There are some good reasons for this condition — and some that are harmful to your employment security.
If you are wondering about how you ended up where you are as part of the ongoing corporate churn, you are probably not alone. See, company management reorganizes all the time. When they do, they move organization chart boxes around like they were trying to fit a puzzle together — and the puzzle is you. When you get down to cases, though, sometimes company management wants you as an employee, but you don’t exactly fit the new and improved corporate structure. So management forces you to fit into the puzzle and puts you with a group where you may have few job skills to match the job.
The good news? You still have a job. You might like the new position even though your skills don’t match. You could learn new job skills that will help your employability. You might broaden your employability with your new job skills.
Or not. Moving you to a position where you don’t have the job skills can also be the polite way of telling you to look for another job — or we will fire you for not doing the job right once you start failing to deliver.
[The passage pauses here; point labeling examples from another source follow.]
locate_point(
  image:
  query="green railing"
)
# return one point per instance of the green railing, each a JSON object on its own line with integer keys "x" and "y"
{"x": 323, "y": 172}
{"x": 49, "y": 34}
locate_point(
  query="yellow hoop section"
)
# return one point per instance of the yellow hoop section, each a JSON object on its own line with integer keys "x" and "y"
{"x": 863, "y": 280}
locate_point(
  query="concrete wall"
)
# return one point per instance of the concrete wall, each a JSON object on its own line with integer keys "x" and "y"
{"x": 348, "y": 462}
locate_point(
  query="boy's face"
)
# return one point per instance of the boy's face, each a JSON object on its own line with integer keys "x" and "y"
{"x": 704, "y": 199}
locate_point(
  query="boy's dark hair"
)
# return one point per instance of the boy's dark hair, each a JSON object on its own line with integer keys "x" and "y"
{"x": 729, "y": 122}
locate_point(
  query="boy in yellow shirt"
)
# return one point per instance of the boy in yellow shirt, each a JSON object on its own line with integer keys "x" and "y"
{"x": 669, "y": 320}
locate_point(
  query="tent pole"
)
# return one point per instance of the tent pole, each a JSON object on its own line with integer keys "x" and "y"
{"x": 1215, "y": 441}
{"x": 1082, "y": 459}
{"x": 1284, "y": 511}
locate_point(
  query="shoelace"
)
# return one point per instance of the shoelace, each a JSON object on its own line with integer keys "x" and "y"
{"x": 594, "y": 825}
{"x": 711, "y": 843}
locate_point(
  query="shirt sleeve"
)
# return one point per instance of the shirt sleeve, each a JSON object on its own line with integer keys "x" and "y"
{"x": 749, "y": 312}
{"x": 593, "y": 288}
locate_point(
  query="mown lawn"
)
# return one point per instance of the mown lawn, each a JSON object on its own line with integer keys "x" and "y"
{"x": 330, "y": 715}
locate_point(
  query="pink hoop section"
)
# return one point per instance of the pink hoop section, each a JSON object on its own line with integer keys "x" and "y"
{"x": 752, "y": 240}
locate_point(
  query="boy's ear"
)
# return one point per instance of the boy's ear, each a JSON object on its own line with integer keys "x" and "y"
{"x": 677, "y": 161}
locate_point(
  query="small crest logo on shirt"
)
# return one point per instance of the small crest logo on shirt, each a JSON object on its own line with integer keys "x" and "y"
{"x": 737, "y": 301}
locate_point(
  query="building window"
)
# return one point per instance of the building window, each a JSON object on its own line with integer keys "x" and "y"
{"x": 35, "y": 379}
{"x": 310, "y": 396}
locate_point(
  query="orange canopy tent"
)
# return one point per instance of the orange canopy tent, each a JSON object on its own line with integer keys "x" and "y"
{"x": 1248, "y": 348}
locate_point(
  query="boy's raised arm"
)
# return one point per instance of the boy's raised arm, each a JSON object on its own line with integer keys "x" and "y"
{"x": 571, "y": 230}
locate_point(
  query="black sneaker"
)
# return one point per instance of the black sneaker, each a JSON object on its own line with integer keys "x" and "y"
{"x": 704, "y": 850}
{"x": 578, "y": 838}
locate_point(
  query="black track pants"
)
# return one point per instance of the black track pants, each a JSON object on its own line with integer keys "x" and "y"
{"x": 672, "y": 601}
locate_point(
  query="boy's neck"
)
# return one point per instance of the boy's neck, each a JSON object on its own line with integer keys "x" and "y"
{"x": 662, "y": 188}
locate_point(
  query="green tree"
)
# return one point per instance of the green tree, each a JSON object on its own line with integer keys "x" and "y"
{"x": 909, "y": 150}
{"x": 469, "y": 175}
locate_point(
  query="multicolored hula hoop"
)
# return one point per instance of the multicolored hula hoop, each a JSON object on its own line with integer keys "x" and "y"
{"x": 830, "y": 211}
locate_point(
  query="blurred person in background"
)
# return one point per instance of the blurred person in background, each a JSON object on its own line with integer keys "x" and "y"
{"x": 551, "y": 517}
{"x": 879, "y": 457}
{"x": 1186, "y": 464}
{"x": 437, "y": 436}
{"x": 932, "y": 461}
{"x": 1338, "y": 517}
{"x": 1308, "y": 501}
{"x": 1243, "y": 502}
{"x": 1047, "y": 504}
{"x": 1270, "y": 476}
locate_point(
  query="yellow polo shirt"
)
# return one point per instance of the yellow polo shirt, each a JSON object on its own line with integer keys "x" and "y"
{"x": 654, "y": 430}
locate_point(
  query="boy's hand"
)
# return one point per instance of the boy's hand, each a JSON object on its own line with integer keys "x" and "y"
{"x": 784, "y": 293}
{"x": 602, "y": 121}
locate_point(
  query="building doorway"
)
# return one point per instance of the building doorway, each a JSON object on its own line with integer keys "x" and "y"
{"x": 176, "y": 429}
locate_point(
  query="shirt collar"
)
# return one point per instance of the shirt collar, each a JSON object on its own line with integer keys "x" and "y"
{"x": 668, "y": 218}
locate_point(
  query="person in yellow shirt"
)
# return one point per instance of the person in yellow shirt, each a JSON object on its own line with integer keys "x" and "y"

You know, because you don’t have the right job skills even though management put you into this position.
The reorganization stuff is really not your fault — even though you need to react to the circumstances to protect your employability. But this one — not keeping up your job skills — is entirely, completely, your fault. Yes, your fault. Look in the mirror and say, “Yes, this is my fault.” Because it is.
This is where you were hot stuff in the job — five years ago. Now? Not so much.
Let’s look at a great example: certifications. The certification I’m most familiar with is the Project Management Professional — the PMP. As a project manager, you didn’t need one five years ago in most markets. You could say it was nice to have — but it didn’t prove you could do the job. No, you had experience. Besides, the PMP costs money to get and your company wasn’t willing to pay for it so forget it. No PMP for you.
That was five years ago. Now, to get a Project Manager position, you start seeing job descriptions with “PMP preferred” on them. Now, five years later, the PMP makes a difference in your employability. “But,” you argue, “just because you have a PMP doesn’t make you a good Project Manager!” True.
But here’s the deal: without the PMP, you’ll still get a crack at the Project Management position — after all the PMP’s have interviewed for the job you want. And however many PMP certifications stand in your way before you even get an interview is how many chances you lost at getting that job.
There are the right jobs skills for the job you have now. Go check out some job descriptions on open positions for the work you do and find out what they are. Do you have them? Are you missing core job skills you see on most job descriptions? If you are, you better figure out how to get those job skills — because if you don’t have them, you not only don’t have job security, you don’t have employment security.
When is the last time you did a job skills analysis for the work you do?